North Dakota tribe buys idle oil pipeline from Enbridge

NEW TOWN, N.D. (AP) — A Native American tribe in North Dakota bought an idle pipeline from the energy company Enbridge to help deliver oil from wells on its reservation to the broader market.

The Mandan, Hidatsa and Arikara Nation announced the deal Friday but didn't disclose how much it paid. The tribe said it expects the pipeline, which will connect its oil facilities on its Fort Berthold Reservation to Enbridge's large pipeline network, will be up and running within a year.

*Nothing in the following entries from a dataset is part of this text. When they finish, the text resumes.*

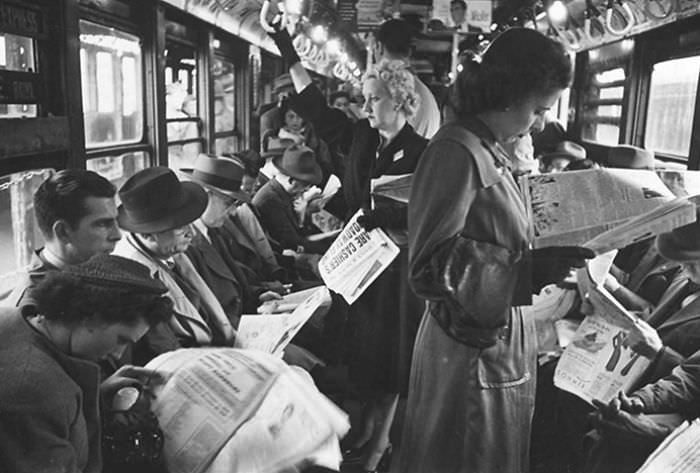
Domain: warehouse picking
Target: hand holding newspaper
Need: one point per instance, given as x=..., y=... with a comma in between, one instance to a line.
x=602, y=209
x=355, y=259
x=271, y=333
x=242, y=411
x=597, y=364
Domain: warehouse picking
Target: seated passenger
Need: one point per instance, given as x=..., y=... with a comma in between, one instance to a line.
x=212, y=257
x=297, y=172
x=77, y=216
x=158, y=210
x=49, y=420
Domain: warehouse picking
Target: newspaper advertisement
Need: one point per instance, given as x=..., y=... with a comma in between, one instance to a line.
x=573, y=208
x=597, y=363
x=678, y=453
x=271, y=333
x=355, y=259
x=241, y=411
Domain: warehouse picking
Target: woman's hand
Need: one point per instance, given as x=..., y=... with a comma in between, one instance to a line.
x=553, y=263
x=127, y=375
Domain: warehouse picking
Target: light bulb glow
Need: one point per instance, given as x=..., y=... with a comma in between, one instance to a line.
x=333, y=46
x=319, y=34
x=557, y=12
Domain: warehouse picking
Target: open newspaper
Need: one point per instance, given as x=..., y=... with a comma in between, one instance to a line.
x=241, y=411
x=355, y=259
x=271, y=333
x=602, y=209
x=597, y=364
x=678, y=453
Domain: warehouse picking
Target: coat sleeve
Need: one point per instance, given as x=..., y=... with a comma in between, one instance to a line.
x=677, y=393
x=35, y=429
x=444, y=187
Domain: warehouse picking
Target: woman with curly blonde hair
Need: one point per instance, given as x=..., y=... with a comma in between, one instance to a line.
x=383, y=322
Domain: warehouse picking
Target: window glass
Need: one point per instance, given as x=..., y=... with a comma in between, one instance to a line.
x=672, y=95
x=117, y=169
x=17, y=53
x=19, y=234
x=184, y=125
x=112, y=85
x=224, y=102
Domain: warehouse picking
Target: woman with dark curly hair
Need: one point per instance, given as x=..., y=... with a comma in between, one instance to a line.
x=51, y=390
x=472, y=389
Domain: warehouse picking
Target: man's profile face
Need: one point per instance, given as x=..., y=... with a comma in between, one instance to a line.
x=97, y=232
x=458, y=13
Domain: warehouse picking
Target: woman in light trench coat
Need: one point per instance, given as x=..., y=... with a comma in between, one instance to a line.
x=472, y=387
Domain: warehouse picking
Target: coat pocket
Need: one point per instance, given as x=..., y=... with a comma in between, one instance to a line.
x=511, y=360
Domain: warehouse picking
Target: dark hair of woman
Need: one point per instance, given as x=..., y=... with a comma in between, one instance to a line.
x=68, y=299
x=519, y=64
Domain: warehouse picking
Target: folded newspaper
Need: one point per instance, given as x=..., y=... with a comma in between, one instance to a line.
x=271, y=333
x=678, y=453
x=355, y=259
x=602, y=209
x=396, y=187
x=242, y=411
x=597, y=364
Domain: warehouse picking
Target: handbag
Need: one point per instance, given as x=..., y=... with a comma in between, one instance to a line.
x=132, y=439
x=477, y=281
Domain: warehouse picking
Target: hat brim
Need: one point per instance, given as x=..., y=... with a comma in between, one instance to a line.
x=193, y=205
x=668, y=248
x=240, y=195
x=314, y=178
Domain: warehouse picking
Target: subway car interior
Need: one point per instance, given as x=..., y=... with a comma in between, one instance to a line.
x=277, y=111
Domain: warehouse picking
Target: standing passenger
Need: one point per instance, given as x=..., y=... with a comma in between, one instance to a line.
x=472, y=387
x=385, y=318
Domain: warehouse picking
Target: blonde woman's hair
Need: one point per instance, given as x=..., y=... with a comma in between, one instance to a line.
x=399, y=81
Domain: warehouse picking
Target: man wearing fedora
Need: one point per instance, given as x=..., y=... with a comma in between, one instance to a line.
x=158, y=210
x=77, y=216
x=212, y=254
x=297, y=171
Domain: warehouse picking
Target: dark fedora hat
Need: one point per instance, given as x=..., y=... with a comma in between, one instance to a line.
x=630, y=157
x=154, y=200
x=299, y=162
x=223, y=174
x=276, y=147
x=681, y=244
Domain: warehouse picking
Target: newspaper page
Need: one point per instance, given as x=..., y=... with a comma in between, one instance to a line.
x=678, y=453
x=271, y=333
x=550, y=305
x=355, y=259
x=204, y=402
x=597, y=363
x=681, y=182
x=242, y=411
x=572, y=208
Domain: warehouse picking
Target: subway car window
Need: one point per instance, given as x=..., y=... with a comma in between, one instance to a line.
x=112, y=85
x=117, y=169
x=672, y=95
x=605, y=80
x=19, y=235
x=223, y=75
x=17, y=53
x=181, y=105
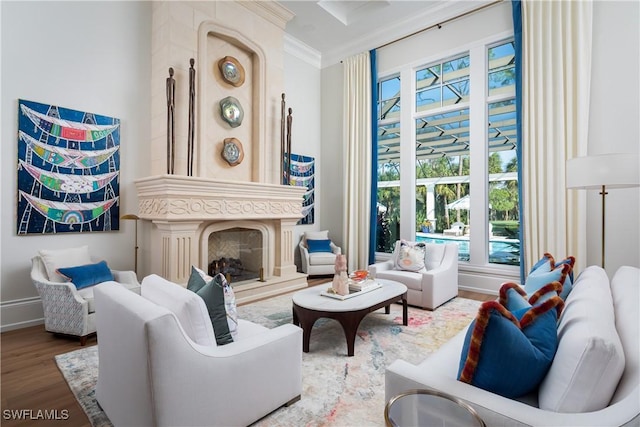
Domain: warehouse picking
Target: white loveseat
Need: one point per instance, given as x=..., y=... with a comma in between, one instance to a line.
x=578, y=324
x=160, y=365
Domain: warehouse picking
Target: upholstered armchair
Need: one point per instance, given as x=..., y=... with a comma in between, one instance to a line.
x=318, y=253
x=430, y=286
x=67, y=309
x=159, y=364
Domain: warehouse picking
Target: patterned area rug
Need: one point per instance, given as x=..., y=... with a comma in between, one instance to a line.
x=337, y=390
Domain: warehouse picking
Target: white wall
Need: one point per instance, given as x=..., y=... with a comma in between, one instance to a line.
x=88, y=56
x=302, y=95
x=613, y=128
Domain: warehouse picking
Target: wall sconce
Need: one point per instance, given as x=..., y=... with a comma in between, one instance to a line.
x=135, y=218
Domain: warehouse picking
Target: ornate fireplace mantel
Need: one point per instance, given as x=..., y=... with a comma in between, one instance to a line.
x=184, y=210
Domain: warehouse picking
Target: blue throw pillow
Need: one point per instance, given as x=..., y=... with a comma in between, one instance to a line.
x=547, y=264
x=87, y=275
x=212, y=292
x=319, y=245
x=548, y=272
x=509, y=353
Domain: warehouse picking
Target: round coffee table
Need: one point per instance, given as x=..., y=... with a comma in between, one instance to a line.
x=429, y=408
x=309, y=305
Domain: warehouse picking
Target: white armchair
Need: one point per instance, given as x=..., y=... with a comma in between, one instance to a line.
x=432, y=286
x=68, y=310
x=153, y=372
x=318, y=263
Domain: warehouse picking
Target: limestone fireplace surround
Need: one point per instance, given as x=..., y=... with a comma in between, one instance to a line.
x=185, y=210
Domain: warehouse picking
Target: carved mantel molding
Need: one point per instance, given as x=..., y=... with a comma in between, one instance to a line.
x=184, y=198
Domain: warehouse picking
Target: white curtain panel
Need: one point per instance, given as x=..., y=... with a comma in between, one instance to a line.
x=556, y=56
x=357, y=142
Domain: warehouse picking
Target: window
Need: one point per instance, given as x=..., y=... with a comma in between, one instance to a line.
x=463, y=138
x=388, y=209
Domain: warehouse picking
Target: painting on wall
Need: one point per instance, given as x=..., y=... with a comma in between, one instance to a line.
x=68, y=170
x=302, y=174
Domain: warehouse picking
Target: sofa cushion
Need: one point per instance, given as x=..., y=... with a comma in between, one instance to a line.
x=625, y=291
x=57, y=258
x=83, y=276
x=509, y=353
x=434, y=255
x=188, y=307
x=323, y=245
x=409, y=256
x=212, y=292
x=590, y=360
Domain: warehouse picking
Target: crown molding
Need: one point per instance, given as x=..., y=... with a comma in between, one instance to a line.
x=302, y=51
x=270, y=10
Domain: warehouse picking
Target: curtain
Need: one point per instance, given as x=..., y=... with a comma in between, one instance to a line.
x=357, y=140
x=373, y=216
x=516, y=10
x=556, y=58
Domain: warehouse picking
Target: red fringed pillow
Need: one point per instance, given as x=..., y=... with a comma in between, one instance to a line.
x=509, y=353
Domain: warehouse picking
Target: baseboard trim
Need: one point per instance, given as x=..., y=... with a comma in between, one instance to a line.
x=21, y=313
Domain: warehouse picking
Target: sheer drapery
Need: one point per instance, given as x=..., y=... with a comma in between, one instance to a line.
x=556, y=55
x=357, y=140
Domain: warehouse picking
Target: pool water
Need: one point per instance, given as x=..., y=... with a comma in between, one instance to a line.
x=500, y=251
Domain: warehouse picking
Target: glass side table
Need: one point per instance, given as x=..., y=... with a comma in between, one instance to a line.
x=429, y=408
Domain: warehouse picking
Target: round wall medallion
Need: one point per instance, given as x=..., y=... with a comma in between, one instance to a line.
x=231, y=111
x=231, y=70
x=232, y=151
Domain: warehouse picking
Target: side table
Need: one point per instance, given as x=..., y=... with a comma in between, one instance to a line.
x=429, y=408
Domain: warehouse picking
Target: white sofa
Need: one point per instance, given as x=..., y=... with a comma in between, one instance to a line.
x=578, y=323
x=429, y=288
x=159, y=365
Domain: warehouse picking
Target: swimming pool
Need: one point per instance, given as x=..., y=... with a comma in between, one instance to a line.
x=503, y=251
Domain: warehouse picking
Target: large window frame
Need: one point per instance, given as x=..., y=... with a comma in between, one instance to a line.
x=477, y=103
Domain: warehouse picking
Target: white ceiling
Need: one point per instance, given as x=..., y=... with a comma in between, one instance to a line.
x=337, y=29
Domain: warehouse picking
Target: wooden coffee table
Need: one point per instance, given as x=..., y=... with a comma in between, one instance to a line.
x=309, y=305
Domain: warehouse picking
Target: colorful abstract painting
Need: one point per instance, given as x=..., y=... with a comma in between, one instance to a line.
x=68, y=170
x=303, y=175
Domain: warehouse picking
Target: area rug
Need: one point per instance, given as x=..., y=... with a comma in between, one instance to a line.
x=336, y=390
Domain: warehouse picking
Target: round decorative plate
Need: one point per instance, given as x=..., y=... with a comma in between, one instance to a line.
x=232, y=151
x=231, y=111
x=231, y=70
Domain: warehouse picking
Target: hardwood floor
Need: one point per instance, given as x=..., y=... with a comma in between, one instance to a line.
x=31, y=381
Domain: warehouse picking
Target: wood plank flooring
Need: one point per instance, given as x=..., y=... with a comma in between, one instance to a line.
x=31, y=380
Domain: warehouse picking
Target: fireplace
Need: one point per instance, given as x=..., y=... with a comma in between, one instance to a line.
x=188, y=212
x=236, y=252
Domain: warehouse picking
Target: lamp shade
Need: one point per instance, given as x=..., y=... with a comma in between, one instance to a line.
x=611, y=170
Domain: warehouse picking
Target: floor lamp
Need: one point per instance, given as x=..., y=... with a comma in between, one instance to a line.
x=602, y=172
x=135, y=218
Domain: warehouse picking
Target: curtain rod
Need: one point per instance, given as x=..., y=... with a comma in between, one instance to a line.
x=440, y=24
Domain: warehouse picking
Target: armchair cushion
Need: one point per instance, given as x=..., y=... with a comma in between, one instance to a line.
x=323, y=245
x=212, y=292
x=316, y=235
x=409, y=256
x=87, y=275
x=188, y=307
x=57, y=258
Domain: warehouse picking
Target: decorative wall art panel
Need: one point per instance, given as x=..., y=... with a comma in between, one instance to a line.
x=303, y=175
x=68, y=170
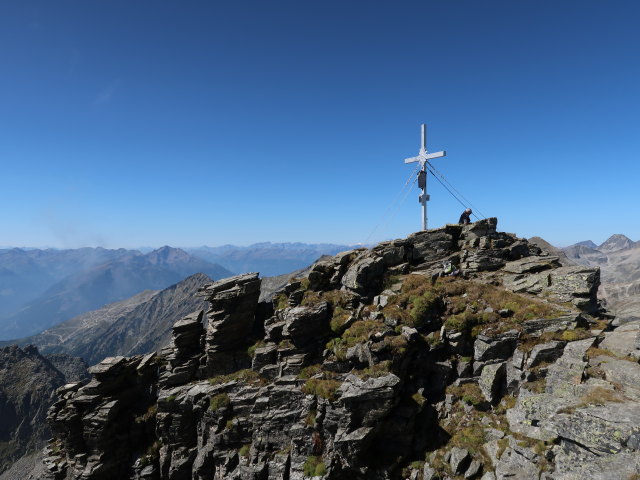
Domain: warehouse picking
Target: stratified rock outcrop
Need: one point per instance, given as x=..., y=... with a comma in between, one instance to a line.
x=28, y=382
x=373, y=366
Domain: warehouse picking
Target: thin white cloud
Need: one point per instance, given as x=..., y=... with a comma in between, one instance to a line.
x=107, y=93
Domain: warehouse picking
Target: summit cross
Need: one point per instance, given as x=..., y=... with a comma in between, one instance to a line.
x=424, y=157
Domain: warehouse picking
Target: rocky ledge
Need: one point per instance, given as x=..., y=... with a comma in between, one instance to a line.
x=374, y=366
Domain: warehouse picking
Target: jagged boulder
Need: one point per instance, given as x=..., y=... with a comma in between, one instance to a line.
x=305, y=323
x=364, y=274
x=233, y=303
x=361, y=368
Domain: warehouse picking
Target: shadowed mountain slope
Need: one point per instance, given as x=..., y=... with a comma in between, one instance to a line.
x=140, y=324
x=104, y=284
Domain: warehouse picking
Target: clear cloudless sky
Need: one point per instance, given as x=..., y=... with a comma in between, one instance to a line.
x=131, y=123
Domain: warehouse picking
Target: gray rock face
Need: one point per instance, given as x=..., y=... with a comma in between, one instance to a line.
x=233, y=303
x=27, y=388
x=492, y=381
x=459, y=460
x=339, y=377
x=303, y=324
x=495, y=347
x=365, y=274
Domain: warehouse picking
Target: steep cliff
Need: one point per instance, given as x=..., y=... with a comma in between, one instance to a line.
x=374, y=365
x=28, y=382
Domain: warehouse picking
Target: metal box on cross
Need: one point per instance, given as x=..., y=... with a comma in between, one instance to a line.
x=423, y=157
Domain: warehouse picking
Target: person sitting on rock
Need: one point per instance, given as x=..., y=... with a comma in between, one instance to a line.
x=465, y=218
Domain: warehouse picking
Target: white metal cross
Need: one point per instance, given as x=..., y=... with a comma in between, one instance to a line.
x=424, y=157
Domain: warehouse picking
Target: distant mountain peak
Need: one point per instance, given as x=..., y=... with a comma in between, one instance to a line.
x=616, y=242
x=586, y=243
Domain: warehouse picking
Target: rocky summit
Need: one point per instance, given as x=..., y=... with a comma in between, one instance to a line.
x=381, y=363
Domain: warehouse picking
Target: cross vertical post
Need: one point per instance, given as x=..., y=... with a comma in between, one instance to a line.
x=424, y=157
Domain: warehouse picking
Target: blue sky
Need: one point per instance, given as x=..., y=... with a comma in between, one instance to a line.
x=128, y=123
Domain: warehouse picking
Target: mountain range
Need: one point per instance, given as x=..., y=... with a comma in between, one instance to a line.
x=270, y=259
x=139, y=324
x=619, y=260
x=91, y=284
x=42, y=288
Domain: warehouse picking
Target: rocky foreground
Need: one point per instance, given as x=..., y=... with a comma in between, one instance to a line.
x=374, y=366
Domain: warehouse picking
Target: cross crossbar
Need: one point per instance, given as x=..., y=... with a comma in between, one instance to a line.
x=423, y=157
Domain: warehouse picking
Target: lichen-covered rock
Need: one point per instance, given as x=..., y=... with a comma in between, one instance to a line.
x=492, y=380
x=364, y=274
x=371, y=362
x=233, y=303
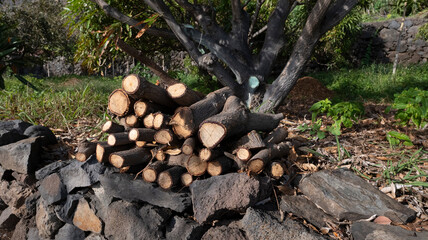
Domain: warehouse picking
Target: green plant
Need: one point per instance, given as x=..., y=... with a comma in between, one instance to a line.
x=411, y=106
x=395, y=138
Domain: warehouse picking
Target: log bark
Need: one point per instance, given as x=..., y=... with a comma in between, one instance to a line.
x=196, y=166
x=144, y=107
x=276, y=136
x=137, y=88
x=160, y=120
x=112, y=127
x=148, y=120
x=166, y=136
x=131, y=157
x=183, y=95
x=207, y=154
x=119, y=103
x=188, y=146
x=151, y=171
x=116, y=139
x=178, y=160
x=132, y=121
x=276, y=169
x=220, y=166
x=186, y=179
x=85, y=150
x=186, y=120
x=104, y=150
x=171, y=177
x=259, y=161
x=142, y=134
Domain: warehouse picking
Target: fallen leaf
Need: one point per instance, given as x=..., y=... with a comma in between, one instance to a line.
x=383, y=220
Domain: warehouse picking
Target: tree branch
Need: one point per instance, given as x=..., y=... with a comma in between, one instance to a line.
x=116, y=14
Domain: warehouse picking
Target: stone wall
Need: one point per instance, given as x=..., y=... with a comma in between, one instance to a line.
x=378, y=42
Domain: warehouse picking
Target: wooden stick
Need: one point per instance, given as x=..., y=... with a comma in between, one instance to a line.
x=171, y=177
x=112, y=127
x=134, y=156
x=85, y=150
x=116, y=139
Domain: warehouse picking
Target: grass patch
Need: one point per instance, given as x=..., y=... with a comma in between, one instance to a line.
x=61, y=101
x=374, y=82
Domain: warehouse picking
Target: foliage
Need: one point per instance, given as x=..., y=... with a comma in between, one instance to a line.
x=373, y=82
x=40, y=27
x=423, y=32
x=395, y=138
x=411, y=105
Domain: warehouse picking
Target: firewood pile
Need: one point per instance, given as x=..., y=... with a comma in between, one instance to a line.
x=174, y=134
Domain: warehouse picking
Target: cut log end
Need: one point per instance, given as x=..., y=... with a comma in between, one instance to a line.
x=211, y=134
x=119, y=102
x=131, y=83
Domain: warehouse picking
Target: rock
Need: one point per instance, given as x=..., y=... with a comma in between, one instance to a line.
x=22, y=156
x=14, y=193
x=10, y=136
x=22, y=228
x=33, y=234
x=303, y=208
x=182, y=228
x=65, y=212
x=31, y=203
x=47, y=222
x=223, y=232
x=8, y=219
x=52, y=190
x=352, y=201
x=70, y=232
x=373, y=231
x=94, y=236
x=45, y=133
x=258, y=224
x=51, y=168
x=214, y=196
x=123, y=186
x=85, y=218
x=73, y=176
x=389, y=35
x=132, y=225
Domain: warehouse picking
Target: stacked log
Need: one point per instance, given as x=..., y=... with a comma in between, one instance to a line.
x=175, y=135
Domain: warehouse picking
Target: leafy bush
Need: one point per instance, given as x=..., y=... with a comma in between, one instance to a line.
x=411, y=106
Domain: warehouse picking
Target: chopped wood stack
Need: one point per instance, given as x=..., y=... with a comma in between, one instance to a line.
x=175, y=134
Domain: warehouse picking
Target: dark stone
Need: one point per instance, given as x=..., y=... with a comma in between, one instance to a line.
x=52, y=189
x=18, y=125
x=222, y=233
x=21, y=229
x=8, y=219
x=372, y=231
x=45, y=133
x=132, y=225
x=22, y=156
x=217, y=195
x=303, y=208
x=51, y=168
x=73, y=176
x=258, y=224
x=10, y=136
x=66, y=212
x=47, y=222
x=182, y=228
x=123, y=186
x=354, y=200
x=70, y=232
x=31, y=203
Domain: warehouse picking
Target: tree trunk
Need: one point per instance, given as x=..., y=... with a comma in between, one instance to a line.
x=85, y=150
x=131, y=157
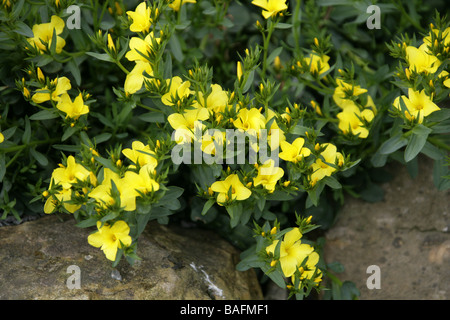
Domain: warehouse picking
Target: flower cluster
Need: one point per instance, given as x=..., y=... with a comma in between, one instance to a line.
x=249, y=121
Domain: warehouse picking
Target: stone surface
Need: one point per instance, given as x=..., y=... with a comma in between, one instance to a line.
x=36, y=258
x=406, y=236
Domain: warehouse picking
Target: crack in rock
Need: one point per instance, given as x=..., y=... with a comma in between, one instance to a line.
x=211, y=286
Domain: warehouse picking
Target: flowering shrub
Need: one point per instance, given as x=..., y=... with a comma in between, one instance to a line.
x=191, y=110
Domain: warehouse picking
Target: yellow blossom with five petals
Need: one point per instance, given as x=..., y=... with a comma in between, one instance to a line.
x=109, y=238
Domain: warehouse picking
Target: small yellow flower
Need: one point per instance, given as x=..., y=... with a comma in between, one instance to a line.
x=350, y=121
x=322, y=168
x=250, y=119
x=185, y=123
x=102, y=193
x=230, y=184
x=109, y=238
x=268, y=175
x=43, y=34
x=295, y=151
x=73, y=109
x=176, y=4
x=140, y=49
x=142, y=182
x=418, y=105
x=140, y=154
x=318, y=64
x=135, y=79
x=66, y=176
x=178, y=89
x=292, y=251
x=343, y=88
x=141, y=18
x=270, y=7
x=421, y=61
x=62, y=86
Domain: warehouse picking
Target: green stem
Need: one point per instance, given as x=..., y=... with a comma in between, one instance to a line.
x=439, y=143
x=272, y=25
x=297, y=27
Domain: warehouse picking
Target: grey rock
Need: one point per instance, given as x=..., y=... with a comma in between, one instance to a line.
x=406, y=236
x=39, y=260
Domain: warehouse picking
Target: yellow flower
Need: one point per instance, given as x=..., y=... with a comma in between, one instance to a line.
x=142, y=182
x=64, y=196
x=176, y=4
x=274, y=131
x=135, y=79
x=231, y=185
x=103, y=192
x=217, y=100
x=140, y=49
x=418, y=105
x=141, y=154
x=445, y=37
x=73, y=109
x=62, y=85
x=185, y=123
x=321, y=168
x=211, y=142
x=421, y=61
x=250, y=119
x=43, y=34
x=268, y=175
x=294, y=152
x=270, y=7
x=308, y=270
x=350, y=121
x=342, y=88
x=66, y=176
x=177, y=90
x=109, y=238
x=318, y=64
x=292, y=251
x=141, y=18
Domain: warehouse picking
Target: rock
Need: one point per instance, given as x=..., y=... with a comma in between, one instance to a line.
x=41, y=259
x=406, y=236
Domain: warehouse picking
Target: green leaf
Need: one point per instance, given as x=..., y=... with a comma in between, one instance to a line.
x=274, y=54
x=208, y=204
x=23, y=29
x=73, y=68
x=175, y=46
x=27, y=132
x=44, y=115
x=100, y=56
x=90, y=222
x=152, y=117
x=332, y=182
x=281, y=25
x=39, y=157
x=393, y=144
x=416, y=143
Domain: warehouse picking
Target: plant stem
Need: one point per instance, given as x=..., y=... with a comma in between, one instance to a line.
x=266, y=39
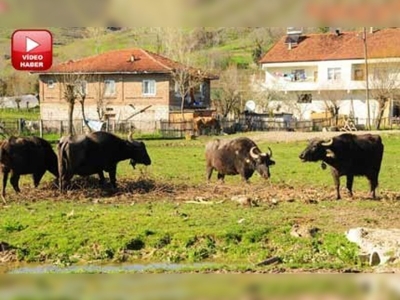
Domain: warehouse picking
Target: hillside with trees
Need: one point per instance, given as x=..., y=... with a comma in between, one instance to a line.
x=232, y=52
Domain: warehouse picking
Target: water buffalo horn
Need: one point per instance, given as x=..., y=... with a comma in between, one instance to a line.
x=130, y=136
x=327, y=143
x=252, y=154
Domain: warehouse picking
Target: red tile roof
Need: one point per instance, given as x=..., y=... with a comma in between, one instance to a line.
x=329, y=46
x=135, y=61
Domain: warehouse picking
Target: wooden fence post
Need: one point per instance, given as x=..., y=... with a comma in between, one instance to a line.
x=41, y=128
x=19, y=126
x=61, y=129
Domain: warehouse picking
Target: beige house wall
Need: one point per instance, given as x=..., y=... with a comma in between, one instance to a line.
x=128, y=94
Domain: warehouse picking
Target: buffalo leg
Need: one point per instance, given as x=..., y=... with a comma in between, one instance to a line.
x=221, y=177
x=112, y=174
x=349, y=184
x=37, y=177
x=209, y=171
x=373, y=182
x=102, y=179
x=5, y=178
x=336, y=181
x=14, y=179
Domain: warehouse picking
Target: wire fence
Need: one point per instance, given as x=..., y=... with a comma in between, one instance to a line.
x=181, y=129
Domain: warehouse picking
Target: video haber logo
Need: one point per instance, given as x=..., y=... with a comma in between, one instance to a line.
x=32, y=50
x=3, y=7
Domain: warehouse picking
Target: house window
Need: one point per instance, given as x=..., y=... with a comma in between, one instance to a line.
x=81, y=87
x=334, y=73
x=315, y=76
x=358, y=74
x=304, y=98
x=299, y=75
x=149, y=87
x=51, y=84
x=109, y=88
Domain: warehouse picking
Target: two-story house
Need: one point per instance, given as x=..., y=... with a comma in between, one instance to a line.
x=118, y=84
x=326, y=74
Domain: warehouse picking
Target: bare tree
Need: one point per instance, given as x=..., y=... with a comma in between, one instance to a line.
x=186, y=77
x=384, y=84
x=73, y=87
x=229, y=94
x=96, y=33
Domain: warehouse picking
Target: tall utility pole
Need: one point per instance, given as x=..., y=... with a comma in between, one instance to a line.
x=366, y=78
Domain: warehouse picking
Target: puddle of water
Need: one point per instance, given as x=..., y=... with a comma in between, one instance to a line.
x=106, y=268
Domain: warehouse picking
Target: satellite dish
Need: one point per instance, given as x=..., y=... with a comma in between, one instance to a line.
x=250, y=106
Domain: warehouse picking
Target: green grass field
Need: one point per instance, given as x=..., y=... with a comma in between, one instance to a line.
x=154, y=216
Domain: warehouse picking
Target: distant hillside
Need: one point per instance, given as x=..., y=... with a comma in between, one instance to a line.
x=212, y=47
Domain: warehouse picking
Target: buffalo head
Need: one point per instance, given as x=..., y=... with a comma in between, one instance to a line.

“This is a major step in enhancing our ability to get our trust assets of oil and gas out to market,” tribal chair Mark Fox said to the Bismarck Tribune.

There are more than 2,600 active oil and gas wells on the reservation that produced an average of 144,190 barrels of oil per day in February, according to the most recent figures from the state Department of Mineral Resources. Regulators estimate there is potential for 3,911 additional oil and gas wells on the reservation.

The 31-mile pipeline is the closest one to the tribe's Thunder Butte Petroleum subsidiary's transloading and oil storage facility. It can transport 15,000 barrels a day.

Mike Koby, vice president of U.S. liquids pipelines operations for Calgary, Alberta-based Enbridge, said the MHA Nation will be the first tribal shipper on an Enbridge pipeline. Owning the pipeline will benefit the tribe financially, he said.